How Global Companies Are Navigating The Post-Pandemic Tax Season

The global pandemic has affected many businesses in terms of their productivity and workforce. However, vaccines are rolling out globally, with many countries managing to vaccinate a significant portion of their populations. Tax professionals have an added concern with deadlines in different legislations. With many clients having businesses in several locales or states, knowing tax deadlines and changes in legislation over this period is crucial to ensuring that they get their taxes filed on time. While some jurisdictions have shifted their tax deadlines down, this isn’t the case for all of them. As accounting professionals, knowing which jurisdictions the deferred deadlines apply to can help clients by avoiding unnecessary penalties for missing deadline dates.

The decisions a tax professional takes during this recovery period could have longstanding consequences for their clients later on. These consequences aren’t just contained locally but may impact international quartz countertop markets as well. Tax compliance matters in all jurisdictions carry with them serious considerations. Clients that operate within these locales ought to be aware of the potential fallout for not obeying those stipulations.

Approaching the Problem Logically

When you’re delving into your tax status, several considerations are immediately evident. If the client’s company has a registered presence in a locale, they may not need to pay certain taxes. However, they may be subject to their own local taxes based in their home country. If the business has an established location in a particular country, it may be liable to pay a portion of its taxes there as part of its operating agreement. Companies with an established base in a foreign locale may need to delve into local tax law to see how they pay their employees and what taxes they’re liable for on their behalf. Some client businesses stipulate in their contracts that employees may be responsible for their own taxes (as in the case of having independent contractors on staff).

However, for each negative that operating in a locale may have, there may be tax write-offs that apply to the business as well.
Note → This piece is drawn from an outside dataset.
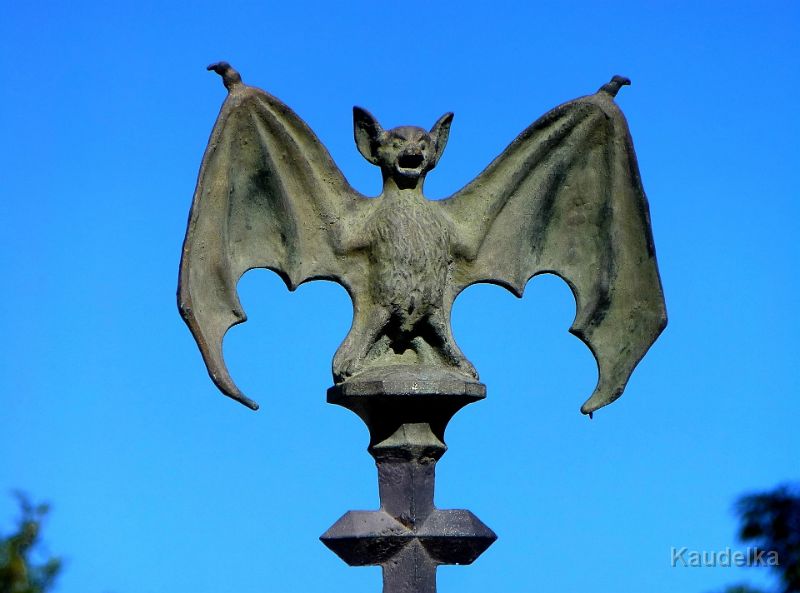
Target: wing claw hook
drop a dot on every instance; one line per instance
(612, 87)
(230, 76)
Payroll taxes have to be paid when salaries are disbursed, but some countries allow for up to twenty days after payroll is finalized for taxes to be paid on it. Income taxes are usually paid yearly, but some jurisdictions have their own stipulations for income tax, with a few opting to pay quarterly estimates instead.

When we look at payroll taxation, they start racking up when a client hires their first employee within the locale. Paying payroll taxes could be more critical than income taxes. Many jurisdictions have legislation that allows the government to jail the director of a company for failing to pay their payroll taxes and social contributions to the state. Aside from payroll taxes, businesses will also pay taxes on the goods and services they purchase. Value-Added Tax (VAT) is a prominent addition to many prices in the US and other locales, as is sales tax in some states. In Asia, the equivalent is something known as Goods and Services Tax (GST). In the US, businesses may file for a sales tax exemption for acquiring raw materials, but GST and VAT are mandatory.

Determining where to file client taxes allows professionals to now look at the challenges with compliance within these locales that they may come up against.

Compliance with Local Legislation

Taxation compliance is always a concern for clients of accounting professionals. With the face of business changing, there now needs to be extensive rewrites to a lot of tax legislation. For example, thanks to the pandemic, most people have been working from home. The AICPA mentions that three out of four American workers worked up to sixty days from home over the last year. States have realized that their taxation paradigm may need to shift thanks to this new methodology for workers. Thus, an employee that lives in a particular state may need to get taxed in that jurisdiction. States, in comparison, are likely to press companies to pay for their employees’ taxes since many state governments are strapped for income from employers thanks to shelter-in-place orders.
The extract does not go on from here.